Thursday, May 21, 2009

If It's Too Good To Be True ...

Grandma had a saying ... if its too good to be true, than it probably isn't. For the last few days Turbo Tax Timmy has been running around telling anyone who would listen, that the banks are healing. Perhaps this is one of those misuses of statistics that the NAR is so fond of.

Unless you have your head buried in the sand, there is no way you could possibly believe that we are in recovery. There is a massive wave of Alt-A and Option ARM resets just a few months away.Then there is commercial real estate, the proverbial "other shoe" that is just waiting to drop. Nobody who should have known bettter, could foresee the failures in residential real estate. Its stands to figure that same lack of foresight will be dogging commercial real estate. As everyone’s home equity piggy bank dries up, as company's lay people off there will be decreased demand for Abercrombie clothes, vacations, dining out, gourmet junk from stores like Williams Sonoma, Sony big screens and a whole host of other consumer goods, which as we have seen, has fed back on itself to perpetuate even more economic downturn. If those stores aren't making money, the chains will shut them down or the chains will just go out of business leaving real estate investments swinging in the breeze. The chart below shows that delinquencies are on the rise in all facets of commercial real estate. So, my question to the Secretary of the Treasury and his MA from Johns Hopkins is this ... Are things really turning around or are you just trying to will a recovery with a nice bouquet of flowers while whispering sweet nothings in everyone’s ear?

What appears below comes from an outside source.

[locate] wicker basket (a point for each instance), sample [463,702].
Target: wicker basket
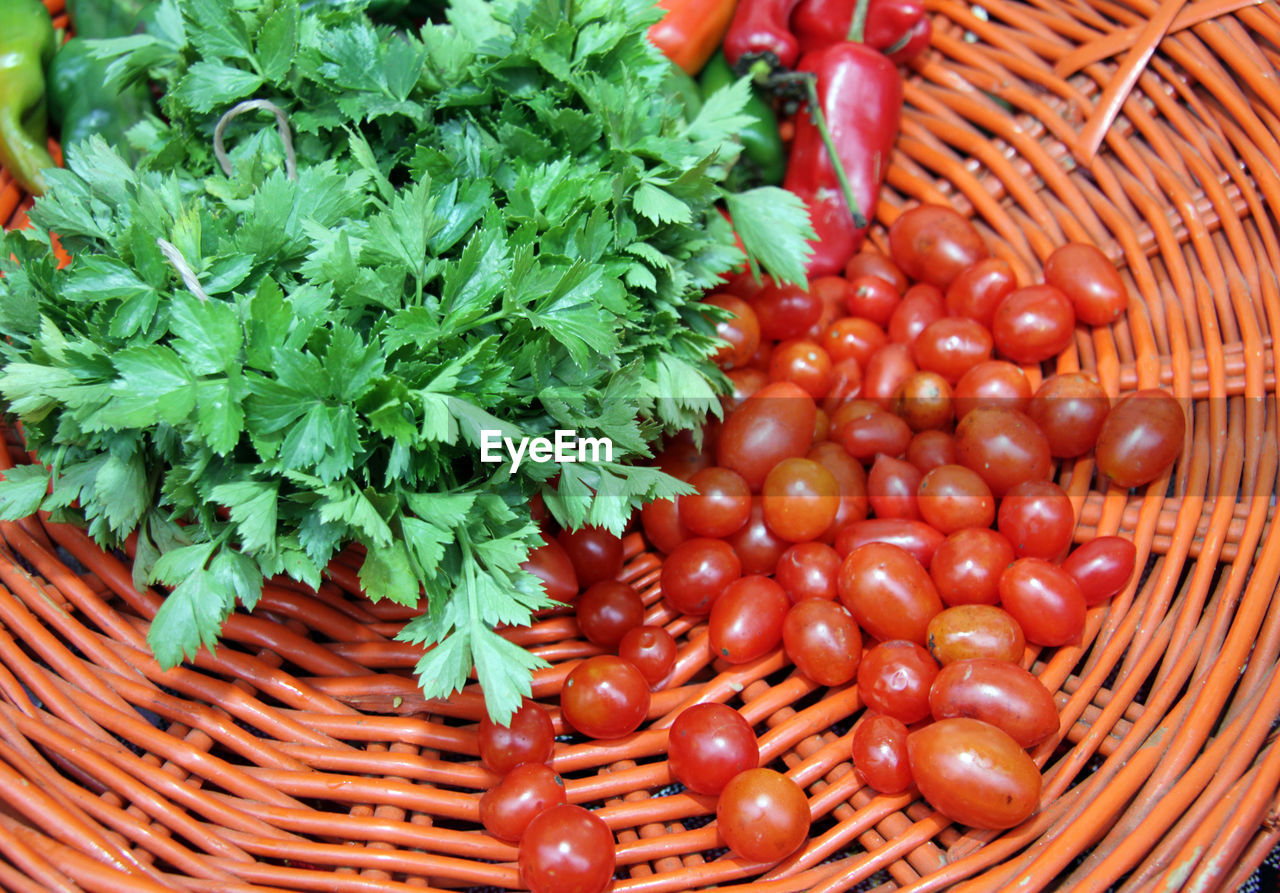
[301,756]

Nothing being the operative word. This blogger is not buying this idea that we're in recovery or even some contrived pre-recovery phase. Best case, the carnage is taking a break, because there are tens of thousands of homes which are due to be foreclosed. The only reason they haven't been foreclosed is because the President imposed a moratorium on foreclosures which just ended. The banks are hiding somewhere in the region of 600,000 homes. That’s six hundred thousand homes that banks will need to liquidate, thus adding additional inventory to the already bloated inventory of homes on the market. As noted above, there will be more foreclosures starting later this year and all through next year as the holders of shifty loans on homes they can't afford begin to face the music of a rate recast with few options for refinancing. Lastly, there is that other shoe. There are some people placing that the bank's exposure to commercial real estate losses as high as $1.8 trillion. Somehow, I don't think the bankers had the foresight to get coverage on their commercial real estate holdings from AIG, like they did with their residential real estate. There will be no intermediary to help the government backstop the commercial real estate losses, like there was with the residential real estate paper that went bad. It was easy for banks to report profits with billions in TARP dollars backstopping them. What are they going to do when the commercial paper goes bad?